Quorum sensing – is a really cool system by which many microorganisms and some social species of insects communicate. On the microbiological level it's all about signals and receptors for said signals, but this allows even the most primitive organisms to "warn" each other of dangers like change of pH or immune cells, and coordinate their actions for the preservation of the colony. Theories suggest that it does, to a certain extent, function like a neural network not unlike a primitive brain.
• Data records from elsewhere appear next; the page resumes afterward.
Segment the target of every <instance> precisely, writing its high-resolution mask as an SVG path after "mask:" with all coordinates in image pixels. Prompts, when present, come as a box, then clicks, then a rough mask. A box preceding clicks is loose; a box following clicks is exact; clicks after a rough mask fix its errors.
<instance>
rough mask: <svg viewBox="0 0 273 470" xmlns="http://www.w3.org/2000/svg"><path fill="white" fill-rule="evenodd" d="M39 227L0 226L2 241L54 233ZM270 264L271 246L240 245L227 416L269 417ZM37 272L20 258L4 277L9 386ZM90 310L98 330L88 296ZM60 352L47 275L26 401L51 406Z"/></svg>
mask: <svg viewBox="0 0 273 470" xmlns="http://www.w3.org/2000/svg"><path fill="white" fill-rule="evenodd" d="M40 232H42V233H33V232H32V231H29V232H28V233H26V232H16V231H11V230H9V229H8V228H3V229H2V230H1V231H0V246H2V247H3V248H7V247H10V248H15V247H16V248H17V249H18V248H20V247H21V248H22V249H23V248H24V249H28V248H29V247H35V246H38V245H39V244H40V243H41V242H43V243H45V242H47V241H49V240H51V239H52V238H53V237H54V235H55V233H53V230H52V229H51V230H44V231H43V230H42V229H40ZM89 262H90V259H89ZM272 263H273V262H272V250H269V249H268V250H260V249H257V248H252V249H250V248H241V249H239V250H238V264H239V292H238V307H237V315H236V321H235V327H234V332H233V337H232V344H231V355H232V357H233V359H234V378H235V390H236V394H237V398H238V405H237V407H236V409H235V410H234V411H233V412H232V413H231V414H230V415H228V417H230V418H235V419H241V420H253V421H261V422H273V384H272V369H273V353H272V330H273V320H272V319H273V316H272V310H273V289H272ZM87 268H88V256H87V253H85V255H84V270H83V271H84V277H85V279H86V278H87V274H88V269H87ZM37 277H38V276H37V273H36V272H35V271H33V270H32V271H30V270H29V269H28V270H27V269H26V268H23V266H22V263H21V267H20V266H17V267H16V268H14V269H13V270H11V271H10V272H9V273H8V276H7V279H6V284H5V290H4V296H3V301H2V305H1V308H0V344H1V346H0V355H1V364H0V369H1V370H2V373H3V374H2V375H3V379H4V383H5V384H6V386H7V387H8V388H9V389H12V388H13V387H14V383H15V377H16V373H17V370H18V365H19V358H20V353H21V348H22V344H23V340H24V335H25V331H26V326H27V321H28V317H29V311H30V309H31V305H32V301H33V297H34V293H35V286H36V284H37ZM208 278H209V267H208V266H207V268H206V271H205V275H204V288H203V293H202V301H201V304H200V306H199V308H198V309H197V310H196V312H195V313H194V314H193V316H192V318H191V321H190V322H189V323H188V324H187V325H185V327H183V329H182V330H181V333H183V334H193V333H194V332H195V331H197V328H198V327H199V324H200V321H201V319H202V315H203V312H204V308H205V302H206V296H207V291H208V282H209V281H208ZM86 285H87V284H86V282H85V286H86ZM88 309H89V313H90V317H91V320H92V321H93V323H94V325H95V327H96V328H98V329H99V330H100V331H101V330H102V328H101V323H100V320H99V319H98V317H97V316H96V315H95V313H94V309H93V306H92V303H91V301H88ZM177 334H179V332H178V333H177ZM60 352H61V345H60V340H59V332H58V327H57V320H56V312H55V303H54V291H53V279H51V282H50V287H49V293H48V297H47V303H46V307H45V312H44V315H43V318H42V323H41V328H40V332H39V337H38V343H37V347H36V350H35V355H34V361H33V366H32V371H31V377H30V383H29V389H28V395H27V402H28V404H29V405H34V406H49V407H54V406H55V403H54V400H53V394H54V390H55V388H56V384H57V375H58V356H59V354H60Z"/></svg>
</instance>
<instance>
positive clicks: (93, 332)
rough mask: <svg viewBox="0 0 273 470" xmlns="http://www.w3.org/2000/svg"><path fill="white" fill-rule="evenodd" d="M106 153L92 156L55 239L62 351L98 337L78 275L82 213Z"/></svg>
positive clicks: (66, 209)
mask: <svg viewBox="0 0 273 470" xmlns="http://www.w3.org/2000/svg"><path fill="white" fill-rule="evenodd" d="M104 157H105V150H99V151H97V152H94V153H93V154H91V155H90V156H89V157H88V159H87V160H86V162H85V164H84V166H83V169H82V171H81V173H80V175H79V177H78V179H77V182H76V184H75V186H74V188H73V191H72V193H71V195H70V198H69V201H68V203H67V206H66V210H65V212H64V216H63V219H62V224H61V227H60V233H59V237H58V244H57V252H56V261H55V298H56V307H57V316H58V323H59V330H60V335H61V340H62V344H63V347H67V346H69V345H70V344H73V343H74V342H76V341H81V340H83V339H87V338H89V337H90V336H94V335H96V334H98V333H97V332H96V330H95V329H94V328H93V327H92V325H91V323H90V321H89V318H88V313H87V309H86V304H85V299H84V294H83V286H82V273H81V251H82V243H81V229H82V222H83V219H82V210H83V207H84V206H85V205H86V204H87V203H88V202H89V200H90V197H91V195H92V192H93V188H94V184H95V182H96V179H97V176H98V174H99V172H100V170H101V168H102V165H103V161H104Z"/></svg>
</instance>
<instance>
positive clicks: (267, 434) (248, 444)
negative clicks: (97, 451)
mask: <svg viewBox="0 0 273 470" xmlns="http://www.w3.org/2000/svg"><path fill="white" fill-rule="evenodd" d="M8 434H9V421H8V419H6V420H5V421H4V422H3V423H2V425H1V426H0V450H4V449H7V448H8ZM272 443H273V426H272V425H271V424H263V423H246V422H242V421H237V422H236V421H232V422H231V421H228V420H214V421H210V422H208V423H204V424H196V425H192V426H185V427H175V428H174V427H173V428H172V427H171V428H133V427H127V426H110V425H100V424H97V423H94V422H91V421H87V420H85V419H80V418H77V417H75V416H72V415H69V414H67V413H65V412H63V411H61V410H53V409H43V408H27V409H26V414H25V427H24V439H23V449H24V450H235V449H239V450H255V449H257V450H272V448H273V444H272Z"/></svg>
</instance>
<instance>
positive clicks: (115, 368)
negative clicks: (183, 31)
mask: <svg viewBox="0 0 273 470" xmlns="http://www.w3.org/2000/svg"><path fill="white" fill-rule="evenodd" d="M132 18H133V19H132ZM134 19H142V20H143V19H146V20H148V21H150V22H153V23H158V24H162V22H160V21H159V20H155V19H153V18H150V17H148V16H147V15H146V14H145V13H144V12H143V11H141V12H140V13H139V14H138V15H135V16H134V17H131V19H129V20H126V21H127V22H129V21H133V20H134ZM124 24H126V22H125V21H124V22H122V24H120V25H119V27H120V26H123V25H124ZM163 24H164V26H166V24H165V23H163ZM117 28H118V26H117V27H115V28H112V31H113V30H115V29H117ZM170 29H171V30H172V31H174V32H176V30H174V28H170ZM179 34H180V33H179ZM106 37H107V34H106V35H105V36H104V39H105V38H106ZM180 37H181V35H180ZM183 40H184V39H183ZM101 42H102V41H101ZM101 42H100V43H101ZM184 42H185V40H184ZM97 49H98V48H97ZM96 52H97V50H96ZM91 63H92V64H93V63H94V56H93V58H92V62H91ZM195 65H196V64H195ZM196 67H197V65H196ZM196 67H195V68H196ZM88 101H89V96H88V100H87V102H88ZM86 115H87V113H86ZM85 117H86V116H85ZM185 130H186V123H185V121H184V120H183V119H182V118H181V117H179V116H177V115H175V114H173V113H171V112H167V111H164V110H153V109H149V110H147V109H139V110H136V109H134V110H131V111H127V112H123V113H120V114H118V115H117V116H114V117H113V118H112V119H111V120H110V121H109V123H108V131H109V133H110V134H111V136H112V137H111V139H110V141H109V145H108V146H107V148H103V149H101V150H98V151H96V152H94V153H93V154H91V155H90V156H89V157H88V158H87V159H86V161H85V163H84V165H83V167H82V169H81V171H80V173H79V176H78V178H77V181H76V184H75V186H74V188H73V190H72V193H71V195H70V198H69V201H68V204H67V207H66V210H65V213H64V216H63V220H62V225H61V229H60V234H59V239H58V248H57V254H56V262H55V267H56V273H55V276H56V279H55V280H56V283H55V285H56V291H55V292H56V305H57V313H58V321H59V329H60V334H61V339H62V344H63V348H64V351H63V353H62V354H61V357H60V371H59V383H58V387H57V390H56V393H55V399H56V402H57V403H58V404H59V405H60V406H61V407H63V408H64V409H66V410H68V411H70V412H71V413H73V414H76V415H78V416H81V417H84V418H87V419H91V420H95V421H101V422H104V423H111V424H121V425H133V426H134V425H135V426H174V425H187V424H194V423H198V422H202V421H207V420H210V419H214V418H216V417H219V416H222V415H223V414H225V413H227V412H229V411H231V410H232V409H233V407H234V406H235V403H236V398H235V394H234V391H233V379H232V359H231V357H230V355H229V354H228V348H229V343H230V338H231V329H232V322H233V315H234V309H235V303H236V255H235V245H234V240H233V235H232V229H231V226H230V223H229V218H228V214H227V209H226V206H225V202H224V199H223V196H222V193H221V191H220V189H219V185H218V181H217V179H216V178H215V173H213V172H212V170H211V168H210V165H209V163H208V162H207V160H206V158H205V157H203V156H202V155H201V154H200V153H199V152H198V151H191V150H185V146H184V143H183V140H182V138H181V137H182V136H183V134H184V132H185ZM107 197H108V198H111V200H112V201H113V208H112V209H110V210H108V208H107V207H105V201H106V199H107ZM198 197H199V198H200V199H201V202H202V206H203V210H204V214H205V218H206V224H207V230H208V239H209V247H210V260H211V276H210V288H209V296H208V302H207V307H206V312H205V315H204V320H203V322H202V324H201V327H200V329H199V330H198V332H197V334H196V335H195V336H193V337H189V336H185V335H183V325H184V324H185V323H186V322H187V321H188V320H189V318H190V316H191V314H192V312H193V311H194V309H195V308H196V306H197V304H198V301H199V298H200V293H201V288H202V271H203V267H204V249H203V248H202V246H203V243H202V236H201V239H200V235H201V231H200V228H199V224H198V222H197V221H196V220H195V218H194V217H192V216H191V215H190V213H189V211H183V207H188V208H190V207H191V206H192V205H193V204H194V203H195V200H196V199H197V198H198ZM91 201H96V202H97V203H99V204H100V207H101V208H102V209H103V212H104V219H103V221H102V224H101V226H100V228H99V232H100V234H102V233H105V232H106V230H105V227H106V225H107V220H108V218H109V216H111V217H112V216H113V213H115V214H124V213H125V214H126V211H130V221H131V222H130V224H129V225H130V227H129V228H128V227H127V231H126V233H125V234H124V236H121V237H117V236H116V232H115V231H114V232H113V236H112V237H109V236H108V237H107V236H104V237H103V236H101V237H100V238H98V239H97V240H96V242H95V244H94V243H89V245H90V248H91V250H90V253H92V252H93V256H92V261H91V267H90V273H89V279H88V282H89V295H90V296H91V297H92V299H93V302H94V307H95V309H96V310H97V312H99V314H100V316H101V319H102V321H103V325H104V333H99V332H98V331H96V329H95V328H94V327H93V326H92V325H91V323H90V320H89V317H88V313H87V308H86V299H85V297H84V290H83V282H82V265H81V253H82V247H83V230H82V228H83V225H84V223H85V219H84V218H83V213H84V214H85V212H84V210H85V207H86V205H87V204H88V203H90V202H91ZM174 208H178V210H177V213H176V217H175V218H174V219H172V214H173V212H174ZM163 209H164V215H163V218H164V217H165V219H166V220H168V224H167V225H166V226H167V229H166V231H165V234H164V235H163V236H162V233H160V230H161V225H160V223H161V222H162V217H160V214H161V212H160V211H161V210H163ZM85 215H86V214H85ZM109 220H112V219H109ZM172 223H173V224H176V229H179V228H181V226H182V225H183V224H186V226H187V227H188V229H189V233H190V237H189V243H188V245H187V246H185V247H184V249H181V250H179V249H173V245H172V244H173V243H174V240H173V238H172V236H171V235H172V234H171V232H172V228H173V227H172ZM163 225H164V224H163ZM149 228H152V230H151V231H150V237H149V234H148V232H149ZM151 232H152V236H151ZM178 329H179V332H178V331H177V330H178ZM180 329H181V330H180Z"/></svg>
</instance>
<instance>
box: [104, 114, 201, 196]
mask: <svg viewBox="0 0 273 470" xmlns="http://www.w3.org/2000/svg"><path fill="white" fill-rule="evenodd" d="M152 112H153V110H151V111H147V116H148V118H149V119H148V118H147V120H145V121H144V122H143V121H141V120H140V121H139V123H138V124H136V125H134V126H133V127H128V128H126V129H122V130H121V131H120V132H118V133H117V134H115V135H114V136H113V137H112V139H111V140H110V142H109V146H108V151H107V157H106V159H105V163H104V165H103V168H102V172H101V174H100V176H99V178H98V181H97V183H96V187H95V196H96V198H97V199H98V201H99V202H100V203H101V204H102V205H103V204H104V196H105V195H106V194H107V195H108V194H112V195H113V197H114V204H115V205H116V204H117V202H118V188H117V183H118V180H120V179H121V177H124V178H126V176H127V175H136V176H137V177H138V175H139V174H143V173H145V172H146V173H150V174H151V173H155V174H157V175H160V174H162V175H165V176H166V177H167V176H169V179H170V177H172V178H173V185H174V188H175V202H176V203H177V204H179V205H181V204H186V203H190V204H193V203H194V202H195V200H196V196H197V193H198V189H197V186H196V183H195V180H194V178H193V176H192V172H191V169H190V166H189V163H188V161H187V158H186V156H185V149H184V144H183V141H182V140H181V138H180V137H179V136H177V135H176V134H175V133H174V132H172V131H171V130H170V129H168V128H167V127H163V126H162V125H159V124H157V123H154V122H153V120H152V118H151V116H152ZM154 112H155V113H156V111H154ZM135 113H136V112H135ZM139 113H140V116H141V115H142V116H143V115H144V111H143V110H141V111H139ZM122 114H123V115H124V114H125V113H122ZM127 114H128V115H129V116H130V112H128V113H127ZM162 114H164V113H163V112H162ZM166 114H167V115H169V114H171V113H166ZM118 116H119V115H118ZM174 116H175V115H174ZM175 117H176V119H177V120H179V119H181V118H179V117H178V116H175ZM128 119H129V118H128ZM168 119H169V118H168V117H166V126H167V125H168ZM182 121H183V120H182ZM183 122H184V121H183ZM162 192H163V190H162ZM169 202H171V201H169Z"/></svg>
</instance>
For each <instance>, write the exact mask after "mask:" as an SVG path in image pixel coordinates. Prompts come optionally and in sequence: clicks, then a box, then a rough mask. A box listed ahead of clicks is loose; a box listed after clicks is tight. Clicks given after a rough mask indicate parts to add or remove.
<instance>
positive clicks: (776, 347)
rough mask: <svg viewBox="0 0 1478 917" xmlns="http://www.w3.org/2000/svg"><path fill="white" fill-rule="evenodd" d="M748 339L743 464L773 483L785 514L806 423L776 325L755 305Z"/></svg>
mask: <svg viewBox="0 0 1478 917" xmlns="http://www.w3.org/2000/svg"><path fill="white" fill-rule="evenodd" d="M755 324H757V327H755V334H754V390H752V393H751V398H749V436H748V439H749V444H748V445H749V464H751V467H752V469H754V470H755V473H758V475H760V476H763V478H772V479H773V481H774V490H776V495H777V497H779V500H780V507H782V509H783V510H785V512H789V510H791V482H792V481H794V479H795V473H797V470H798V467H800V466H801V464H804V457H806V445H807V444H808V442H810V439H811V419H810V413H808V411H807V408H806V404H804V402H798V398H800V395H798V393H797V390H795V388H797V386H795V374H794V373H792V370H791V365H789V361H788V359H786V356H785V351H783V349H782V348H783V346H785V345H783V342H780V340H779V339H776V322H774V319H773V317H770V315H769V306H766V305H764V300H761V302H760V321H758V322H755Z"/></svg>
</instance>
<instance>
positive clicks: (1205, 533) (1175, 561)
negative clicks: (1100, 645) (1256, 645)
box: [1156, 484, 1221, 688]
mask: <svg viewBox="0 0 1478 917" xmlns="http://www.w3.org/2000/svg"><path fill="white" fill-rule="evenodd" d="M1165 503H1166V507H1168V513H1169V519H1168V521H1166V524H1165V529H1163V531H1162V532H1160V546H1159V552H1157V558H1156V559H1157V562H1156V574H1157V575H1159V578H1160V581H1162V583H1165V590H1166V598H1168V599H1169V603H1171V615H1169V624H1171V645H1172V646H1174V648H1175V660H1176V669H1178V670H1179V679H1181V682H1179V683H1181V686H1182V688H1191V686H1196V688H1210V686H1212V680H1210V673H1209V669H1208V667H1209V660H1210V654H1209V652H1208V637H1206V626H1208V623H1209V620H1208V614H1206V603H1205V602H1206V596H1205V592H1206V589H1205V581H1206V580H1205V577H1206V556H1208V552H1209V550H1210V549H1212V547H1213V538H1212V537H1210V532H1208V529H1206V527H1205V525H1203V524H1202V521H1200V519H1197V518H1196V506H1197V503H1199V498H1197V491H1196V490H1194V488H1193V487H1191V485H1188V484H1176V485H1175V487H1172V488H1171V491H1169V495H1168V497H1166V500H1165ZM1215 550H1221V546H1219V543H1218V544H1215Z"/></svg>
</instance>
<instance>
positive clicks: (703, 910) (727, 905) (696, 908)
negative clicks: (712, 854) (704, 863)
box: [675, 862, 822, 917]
Mental hospitals in Japan in the 70s – were apparently not very nice places to be. I didn't manage to find any pictures for reference, but a couple books that were fairly informative.
Dear Dare mo
Haven't read TRC, but I'll take your word for it. ^_^ (Is it a good series so it's a good thing to be similar, or a bad series so it's a bad thing? =X) I think that what could "stay" with the body during possession is muscle memory (fingers remembering the settings on a musical instrument, the articulation organs remembering the settings for language) and innate physical properties (taste buds, nerve array; also addictions the host has acquired), but not the mental properties (artistic talent, knowledge of language and grammar, knowledge of songs and music notation). So I'm not sure that possessing a talented artist would make Mephisto better at art: his fingers might be better at conducting pencils and brushes, but the artistic genius itself lives in the mind that isn't "present" anymore. More on this in Rome. ^_^
Concerning Sen's question in ch 114: you're veeeery close to hitting the mark here. Very close, but not quite right. More on this in Rome. =P
Concerning Samael's monologue in BtEatB ch 17: no, you think too highly of me. x') That wasn't something I did consciously – can't answer for my
subconscious, though. …more on this in Rome. (I should re-title this chapter "more on this in Rome".)